SDK floor: unchanged. The kneo-agent floor stays at >=1.2.0 — same as 0.3.0. No operator action required for operators pinning the SDK separately.

New auto-generated API reference: the docs site at kneo-agent.github.io/kneo-serv/ gains a new top-level API Reference nav section with 17 pages (16 subpackages + sdk), rendered at build time by mkdocstrings from the Python docstrings. Operator surface unchanged — the API ref is a developer lookup surface, not a runtime change. See docs/api/README.md for the index.
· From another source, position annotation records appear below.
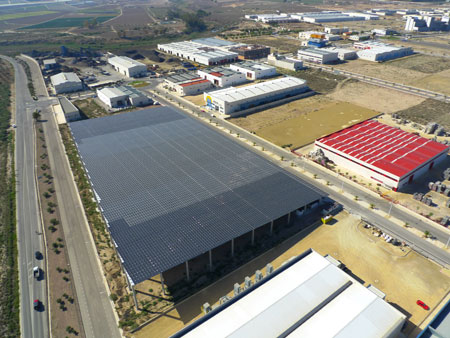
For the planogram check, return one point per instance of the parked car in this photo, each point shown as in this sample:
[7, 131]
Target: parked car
[36, 272]
[422, 305]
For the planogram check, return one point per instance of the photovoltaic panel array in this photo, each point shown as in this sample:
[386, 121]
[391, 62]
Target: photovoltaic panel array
[172, 188]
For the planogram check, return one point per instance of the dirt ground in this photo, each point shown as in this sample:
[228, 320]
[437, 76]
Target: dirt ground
[401, 274]
[373, 97]
[298, 123]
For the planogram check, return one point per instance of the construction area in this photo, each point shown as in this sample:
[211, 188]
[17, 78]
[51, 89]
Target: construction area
[366, 256]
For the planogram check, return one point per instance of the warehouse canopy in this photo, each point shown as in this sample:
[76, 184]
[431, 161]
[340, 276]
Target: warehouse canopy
[171, 188]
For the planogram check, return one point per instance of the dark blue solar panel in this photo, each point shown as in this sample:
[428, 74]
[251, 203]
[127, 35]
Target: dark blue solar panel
[172, 188]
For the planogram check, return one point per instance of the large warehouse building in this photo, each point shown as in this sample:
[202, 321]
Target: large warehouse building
[200, 51]
[384, 154]
[379, 52]
[172, 189]
[221, 76]
[306, 297]
[127, 66]
[231, 100]
[253, 70]
[317, 55]
[66, 83]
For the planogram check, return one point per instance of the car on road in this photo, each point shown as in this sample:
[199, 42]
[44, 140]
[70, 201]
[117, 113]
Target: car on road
[37, 304]
[422, 305]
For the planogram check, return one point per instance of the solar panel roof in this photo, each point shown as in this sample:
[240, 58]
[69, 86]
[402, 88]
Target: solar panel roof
[172, 188]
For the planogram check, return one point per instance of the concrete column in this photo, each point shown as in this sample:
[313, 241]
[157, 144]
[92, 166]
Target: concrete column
[162, 283]
[134, 298]
[210, 260]
[187, 271]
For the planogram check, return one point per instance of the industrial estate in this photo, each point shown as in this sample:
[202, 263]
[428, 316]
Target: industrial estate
[248, 171]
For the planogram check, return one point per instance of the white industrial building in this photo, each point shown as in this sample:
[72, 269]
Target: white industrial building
[383, 154]
[317, 55]
[336, 30]
[343, 53]
[199, 52]
[308, 296]
[284, 62]
[127, 66]
[222, 77]
[379, 52]
[253, 70]
[230, 100]
[71, 113]
[187, 84]
[66, 83]
[122, 96]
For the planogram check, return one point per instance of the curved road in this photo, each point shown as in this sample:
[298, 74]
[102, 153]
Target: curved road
[29, 228]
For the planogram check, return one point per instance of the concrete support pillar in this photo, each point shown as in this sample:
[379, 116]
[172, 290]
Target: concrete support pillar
[162, 283]
[134, 297]
[210, 260]
[187, 271]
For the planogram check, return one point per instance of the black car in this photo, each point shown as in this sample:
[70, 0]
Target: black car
[38, 255]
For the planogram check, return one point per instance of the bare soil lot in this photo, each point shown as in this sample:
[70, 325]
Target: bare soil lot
[427, 111]
[373, 97]
[296, 125]
[401, 274]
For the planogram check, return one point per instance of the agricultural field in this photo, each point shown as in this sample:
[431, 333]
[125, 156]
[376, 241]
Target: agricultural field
[68, 22]
[132, 17]
[23, 15]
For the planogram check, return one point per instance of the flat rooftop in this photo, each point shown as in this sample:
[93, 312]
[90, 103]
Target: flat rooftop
[233, 94]
[171, 188]
[388, 148]
[307, 297]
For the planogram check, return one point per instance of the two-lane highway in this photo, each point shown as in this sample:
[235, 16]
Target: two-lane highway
[29, 229]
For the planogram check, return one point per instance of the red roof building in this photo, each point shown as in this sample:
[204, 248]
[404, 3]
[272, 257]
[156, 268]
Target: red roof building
[386, 154]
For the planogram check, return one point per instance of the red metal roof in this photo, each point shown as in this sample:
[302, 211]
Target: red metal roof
[193, 83]
[390, 149]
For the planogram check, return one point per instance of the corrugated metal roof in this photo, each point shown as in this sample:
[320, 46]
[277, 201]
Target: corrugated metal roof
[390, 149]
[310, 297]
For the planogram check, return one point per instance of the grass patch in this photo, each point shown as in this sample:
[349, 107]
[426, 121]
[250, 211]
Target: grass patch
[69, 22]
[23, 15]
[9, 276]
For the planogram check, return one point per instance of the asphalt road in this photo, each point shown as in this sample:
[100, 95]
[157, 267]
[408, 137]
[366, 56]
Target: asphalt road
[419, 244]
[29, 229]
[93, 298]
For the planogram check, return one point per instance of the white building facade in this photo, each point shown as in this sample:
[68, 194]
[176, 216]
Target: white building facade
[127, 66]
[253, 70]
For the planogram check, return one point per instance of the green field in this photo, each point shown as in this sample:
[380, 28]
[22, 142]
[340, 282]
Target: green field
[23, 15]
[68, 22]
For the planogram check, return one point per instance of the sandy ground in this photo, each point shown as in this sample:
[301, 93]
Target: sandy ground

Image vulnerability scanning (Trivy): the release pipeline now scans the pushed GHCR image with Trivy under the CVSS≥7 policy (HIGH/CRITICAL findings block the publish step). On every release-tag build, the JSON scan report is attached to the GitHub Release as the trivy-report-<version> artifact, 90-day retention. Deployers can re-run the scan locally with trivy image ghcr.io/kneo-agent/kneo-serv:<tag>; full policy + escape hatch documented in security_hardening.md § Image vulnerability scanning.

Developer-facing changes (no operator surface impact): - Ratcheting ruff D-rule gate (D100/D101/D102) now enforced project-wide for kneo_serv/**/*.py. New public classes / methods without docstrings fail CI. Forks adding code should follow the Google docstring convention; the chain-reference files are security/secrets.py and platform/manager.py. - Full mypy strict coverage across kneo_serv/. The [[tool.mypy.overrides]] block in pyproject.toml now covers every public module. Forks that subclass or extend public types should expect disallow_untyped_defs + warn_return_any + strict_equality. - mkdocstrings[python]>=0.27 added to the docs optional-dep block. Operators using pip install kneo-serv (without [docs]) are unaffected — the dep is build-time only for the rendered site.

New 0.3.0-feature worked examples: - examples.md picked up a Timeout branches subsection on the human_approval_workflow.yaml entry covering the on_timeout: fail/continue/escalate literals (all wired since 0.3.0). - New examples/run_with_timeout.py walks through start_run_from_spec(..., timeout_seconds=N) + prune_timed_out_runs(). Companion to the human-task timeout example above.

Persistence schemas: unchanged. No new fields, no migrations.

Rolling back

Schema-forward migrations make in-place downgrade unsafe; the only supported rollback path is restore from the pre-upgrade backup, then re-install the previous version.

For the full step-by-step procedure — stop, restore, re-install, restart, verify with the deployment smoke — see backup_and_recovery.md § Rolling back after a failed upgrade.

Keep the pre-upgrade backup until you have verified the new version through at least one business cycle.

Reporting upgrade issues

Capture the same context listed in troubleshooting.md § What to capture before opening a bug, plus:

  • Source version (pip show kneo-serv before the upgrade).
  • Target version (after the upgrade).
  • Migration log lines from the first start on the new version.
  • The exact env file or compose .env (with secrets redacted).